Government dismisses 15,000 teachers

At service. The Permanent Secretary at the Ministry of Education, Mr Alex Kakooza. PHOTO BY MICHAEL KAKUMIRIZI

More than 15,000 teachers will have to look for jobs elsewhere after government rejected “questionable papers” they had submitted for registration under the Teacher Management Information System (TMIS).
Sunday Monitor has established that only 52,900 teachers have been registered under TMIS and issued with certificates.
Sources in the Ministry of Education told Sunday Monitor that majority of rejected teachers had forged documents. The mass registration of teachers across the country ended on December 31, 2019.
At the end of the registration deadline, 193,726 teachers had submitted their documents and they are pending approval. The government said those who had submitted their documents before the end of deadline are safe. At least for now.
Mr Alex Kakooza, the Permanent Secretary at the Ministry of Education, confirmed the numbers on Friday, and reiterated that a total of 262,332 teachers applied for the registration as of December 31 2019.
He confirmed that the academic documents of 15,706 teachers were “totally rejected” over various reason and that the registration of the teachers, who submitted their documents is still pending.
“The documents of teachers both secondary and primary teachers from government and private schools who submitted their documents before the deadline are still in the system yet to be approved,” Mr Kakooza said.
“Much as the deadline for mass registration ended, we are going to continue scrutinising their documents before we issue them with certificates,” he added.
The government is in the process of deleting affected teachers from the payroll. However, it is not yet clear whether teachers with questionable papers will be compelled to refund public funds.

Forgeries
The spokesperson of the Education ministry, Mr Patrick Muinda, clarified that some of the 15,706 teachers whose registration was rejected had forged documents while others did not upload all the required documents.
“After receiving the teachers’ documents, we went back to their respective institutions where they studied from to verify whether they really graduated from there.
“We established that the names of some teachers were not on the manual list of their institutions they claim to have graduated from and we sent them back and they have never come back,” Mr Muinda said.
He said that of the 262,332 teachers who submitted their documents to be registered, 259,000 (61,000 secondary teachers and 198,000 primary teacher) are teaching in the government schools.
This means that only 3,332 private teachers applied to be registered by the government.
The government on February 2019 ordered an online registration of all teachers across the country to streamline their services and help weed out ghost workers following reports of ghost teachers on government payroll and undue delays involved in registering and promoting teachers.

Integration
The Commissioner for teacher training and education, Dr Jane Egua, said: “We are going to integrate the list of teachers we have verified to the system of public service so that their salaries are processed.
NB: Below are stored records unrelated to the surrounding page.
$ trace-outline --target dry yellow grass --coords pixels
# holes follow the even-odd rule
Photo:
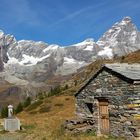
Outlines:
[[[41,108],[48,108],[40,113]],[[64,132],[61,125],[65,120],[75,117],[75,100],[73,96],[61,95],[46,98],[34,110],[23,111],[18,115],[23,128],[20,132],[24,140],[105,140],[93,135],[73,136]],[[108,139],[108,138],[107,138]],[[111,140],[111,139],[110,139]]]
[[[42,107],[50,107],[46,113],[39,113]],[[43,104],[30,112],[22,112],[18,117],[25,126],[34,126],[26,131],[27,140],[54,139],[66,119],[74,117],[74,98],[72,96],[54,96],[44,100]]]

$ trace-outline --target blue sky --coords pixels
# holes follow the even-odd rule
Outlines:
[[[17,40],[70,45],[96,41],[130,16],[140,29],[140,0],[0,0],[0,29]]]

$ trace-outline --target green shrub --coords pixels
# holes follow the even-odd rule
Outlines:
[[[30,113],[30,114],[36,114],[37,111],[30,111],[29,113]]]
[[[84,136],[96,136],[95,131],[87,131],[85,133],[83,133]]]
[[[74,80],[74,85],[77,86],[77,80]]]
[[[3,107],[3,108],[1,109],[1,117],[2,117],[2,118],[8,117],[8,107]]]
[[[66,84],[66,85],[64,86],[63,90],[66,90],[66,89],[68,89],[68,88],[69,88],[69,86],[68,86],[68,84]]]
[[[21,128],[24,128],[26,130],[31,130],[35,128],[35,124],[22,125]]]
[[[31,104],[31,98],[27,97],[26,100],[23,103],[23,107],[27,107]]]
[[[54,96],[54,95],[59,95],[59,93],[62,91],[60,85],[51,88],[50,92],[48,93],[48,97]]]
[[[67,97],[67,98],[65,98],[65,100],[68,101],[68,100],[70,100],[70,98]]]
[[[38,100],[38,101],[32,103],[29,107],[27,107],[26,111],[34,110],[34,109],[36,109],[38,106],[40,106],[42,103],[43,103],[43,101]]]
[[[117,138],[115,136],[109,135],[107,140],[122,140],[122,138]]]
[[[51,106],[47,106],[47,107],[42,107],[39,110],[39,113],[46,113],[49,112],[51,110]]]
[[[64,104],[58,103],[58,104],[55,104],[54,106],[64,106]]]
[[[45,93],[39,92],[38,95],[37,95],[37,98],[40,99],[40,100],[43,100],[45,98],[45,96],[46,96]]]
[[[15,109],[15,113],[20,113],[21,111],[23,111],[23,105],[22,103],[19,103],[18,106]]]
[[[46,137],[43,137],[42,140],[47,140]]]

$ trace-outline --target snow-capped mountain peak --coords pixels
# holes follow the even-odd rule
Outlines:
[[[121,24],[121,25],[127,25],[128,23],[131,23],[131,22],[132,22],[131,17],[127,16],[127,17],[124,17],[119,24]]]
[[[112,57],[122,56],[140,48],[139,43],[140,33],[137,31],[136,26],[130,17],[124,17],[122,21],[115,23],[97,41],[97,44],[102,48],[102,52],[99,52],[98,55],[103,54],[105,57],[110,58],[112,49]],[[109,50],[109,52],[107,53],[106,50]]]
[[[60,47],[59,45],[52,44],[52,45],[47,46],[43,50],[43,52],[45,53],[45,52],[50,51],[50,50],[57,50],[59,47]]]
[[[16,78],[44,82],[52,75],[68,75],[101,58],[126,55],[140,49],[140,33],[130,17],[115,23],[95,42],[89,38],[62,47],[42,41],[16,41],[0,31],[4,71]]]
[[[84,51],[93,51],[96,43],[93,38],[88,38],[80,43],[73,44],[71,46],[75,46],[77,49]]]
[[[71,46],[86,46],[86,45],[93,45],[95,43],[94,39],[93,38],[88,38],[80,43],[77,43],[77,44],[73,44]]]

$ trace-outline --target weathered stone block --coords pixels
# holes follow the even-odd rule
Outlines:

Those who are not on the TMIS system will not be paid because we do not know them.”
She also said the ministry has cancelled the old certificates that were being used by teachers since some of them were forged and fake.
The National Secretary Federation of Non-State Education Institutions (FENEI), Mr Patrick Kaboyo, complained that the ministry did not do enough sensitisation.
“You cannot expect to achieve 100 per cent of the results for the first time. I urge the Ministry of Education to extend the deadline and penalise those who will not be able to register.”

About TMIS system

TMIS system requires all teachers across the country to submit their bio data (names, place of residence, telephone numbers and email addresses, among others). The teachers were also asked to submit all their academic documents from Primary, secondary (Both O-Level and A-Level), certificates for those teachers who went to teaching colleges and transcripts and certificates for those who went to different universities.
The Ministry of Education then verifies the documents from Uganda National Examinations Board (Uneb) and the respective institutions one went to.